Wednesday, April 9, 2008

Homesickness

When I feel homesick, I'm not thinking of New York, or Long Island. I'm not remembering the water company park behind my house, or the woods behind my friend Keith's house. I'm not recalling days of working at PathMark and Burger King and watching movies at the multiplex that used to be a drive thru. I'm not wishing I could get a chicken parm hero from Roma's (though sometimes, I admit, I do wish just such a thing). I'm definitely not thinking of high school, as I seem to have so few strong memories of that time--I wasn't yet myself, I don't think, and I neither made an impact nor was greatly impacted.

I'm also not thinking of college, or the snow, or the parties, or the football games between the radio and television crews (who were quite interchangeable, in fact). I'm not longing for the days of classrooms and papers and school projects and grades and all the awkward missteps that made up such an integral part of my personal growth.

And I'm certainly not missing Orlando, though some of my greatest and closest friends are from that time. After all, most of them have gone away, scattered to the winds, to at least three corners of this country and, in at least one case, on a continuous journey because of the nature of her career.

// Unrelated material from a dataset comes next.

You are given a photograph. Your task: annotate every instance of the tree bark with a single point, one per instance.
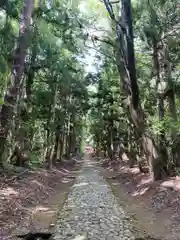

No, when I say I'm homesick, I'm thinking of a place I didn't grow up, a country of which I am not a citizen, a city I didn't set foot in until after my thirty-third birthday. I have no idea how, or even if, I'll be able to return long-term, though that's my intention. For the moment, though, that's in the distant future. Presently, it's enough to say, when I'm feeling homesick (and M agrees), it's for Sydney.

1 comment:

Anonymous said...

I hear you completely. When I think of "home", I think of Harlan. I lived there with Preston and his parents for four years. His parents are my family. Harlan is my home.